5. Comparison: Rademacher Complexity vs VC Dimension¶

Relationship:¶

For binary classification with $0$-$1$ loss and VC dimension $d$:

\[\mathfrak{R}_n(\mathcal{H}) \leq \sqrt{\frac{2d \log(en/d)}{n}}\]

Key Differences:¶

Aspect	VC Dimension	Rademacher Complexity
Type	Combinatorial	Probabilistic
Distribution	Independent	Depends on $\mathcal{D}$
Tightness	Often loose	Often tighter
Applicability	Binary classification	General losses
Computation	Hard	Can estimate empirically

Advantage of Rademacher: Can incorporate data distribution, leading to tighter bounds.

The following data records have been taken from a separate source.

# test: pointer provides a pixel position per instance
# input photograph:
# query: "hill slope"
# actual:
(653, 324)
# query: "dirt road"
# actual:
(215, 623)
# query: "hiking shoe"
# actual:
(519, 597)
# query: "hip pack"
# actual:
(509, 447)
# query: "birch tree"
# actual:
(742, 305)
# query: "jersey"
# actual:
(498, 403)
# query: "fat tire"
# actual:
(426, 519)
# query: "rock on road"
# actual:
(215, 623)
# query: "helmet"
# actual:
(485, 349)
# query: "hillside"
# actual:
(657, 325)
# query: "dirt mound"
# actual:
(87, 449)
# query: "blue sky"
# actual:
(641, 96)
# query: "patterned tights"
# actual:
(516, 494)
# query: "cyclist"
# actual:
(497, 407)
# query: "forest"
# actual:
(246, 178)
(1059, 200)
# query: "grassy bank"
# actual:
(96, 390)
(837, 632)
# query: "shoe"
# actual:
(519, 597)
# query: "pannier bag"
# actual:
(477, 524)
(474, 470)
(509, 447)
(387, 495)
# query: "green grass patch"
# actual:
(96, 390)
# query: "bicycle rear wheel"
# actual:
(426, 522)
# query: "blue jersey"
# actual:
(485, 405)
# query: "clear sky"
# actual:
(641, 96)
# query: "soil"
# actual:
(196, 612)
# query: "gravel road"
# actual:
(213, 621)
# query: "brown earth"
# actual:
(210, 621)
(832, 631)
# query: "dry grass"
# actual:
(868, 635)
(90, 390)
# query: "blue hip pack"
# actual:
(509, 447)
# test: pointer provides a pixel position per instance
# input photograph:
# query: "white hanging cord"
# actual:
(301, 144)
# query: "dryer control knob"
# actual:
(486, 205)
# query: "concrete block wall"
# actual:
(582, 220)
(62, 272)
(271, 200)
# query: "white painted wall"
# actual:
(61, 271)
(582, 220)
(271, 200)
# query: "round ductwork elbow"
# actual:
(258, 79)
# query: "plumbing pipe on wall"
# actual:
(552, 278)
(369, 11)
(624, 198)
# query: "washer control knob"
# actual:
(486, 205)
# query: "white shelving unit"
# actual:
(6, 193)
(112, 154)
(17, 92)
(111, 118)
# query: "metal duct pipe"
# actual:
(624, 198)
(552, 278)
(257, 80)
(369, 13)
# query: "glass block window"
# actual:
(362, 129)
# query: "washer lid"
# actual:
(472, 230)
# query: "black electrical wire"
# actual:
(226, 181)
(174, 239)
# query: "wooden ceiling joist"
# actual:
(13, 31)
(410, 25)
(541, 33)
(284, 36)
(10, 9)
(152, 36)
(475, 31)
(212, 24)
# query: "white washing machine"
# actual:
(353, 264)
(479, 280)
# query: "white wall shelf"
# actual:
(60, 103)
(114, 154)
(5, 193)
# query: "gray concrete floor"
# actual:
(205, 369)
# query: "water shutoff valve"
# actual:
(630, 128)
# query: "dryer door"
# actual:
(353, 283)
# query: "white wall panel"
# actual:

6. Advanced: Gaussian Complexity¶

Gaussian Complexity (similar to Rademacher):

\[\mathfrak{G}_S(\mathcal{H}) = \mathbb{E}_{g} \left[ \sup_{h \in \mathcal{H}} \frac{1}{n} \sum_{i=1}^n g_i h(x_i) \right]\]

where $g_i \sim \mathcal{N}(0, 1)$ are independent Gaussians.

Key Result: $$\mathfrak{R}_S(\mathcal{H}) \leq \mathfrak{G}_S(\mathcal{H}) \leq \sqrt{\frac{\pi}{2}} \mathfrak{R}_S(\mathcal{H})$$

Both give similar bounds, Gaussian complexity sometimes easier to analyze theoretically.

def compute_gaussian_complexity(X, hypothesis_class, n_trials=1000):
    """Compute Gaussian complexity (similar to Rademacher but with Gaussian noise)."""
    n = len(X)
    suprema = []
    
    for _ in range(n_trials):
        # Sample Gaussian variables
        g = np.random.randn(n)
        
        predictions = hypothesis_class(X)
        correlations = predictions @ g / n
        suprema.append(np.max(correlations))
    
    return np.mean(suprema)

# Compare Rademacher and Gaussian complexities
n = 100
X = np.random.randn(n, 1)

rad_comp = compute_empirical_rademacher(X, linear_hypothesis_class_1d, n_trials=500)
gauss_comp = compute_gaussian_complexity(X, linear_hypothesis_class_1d, n_trials=500)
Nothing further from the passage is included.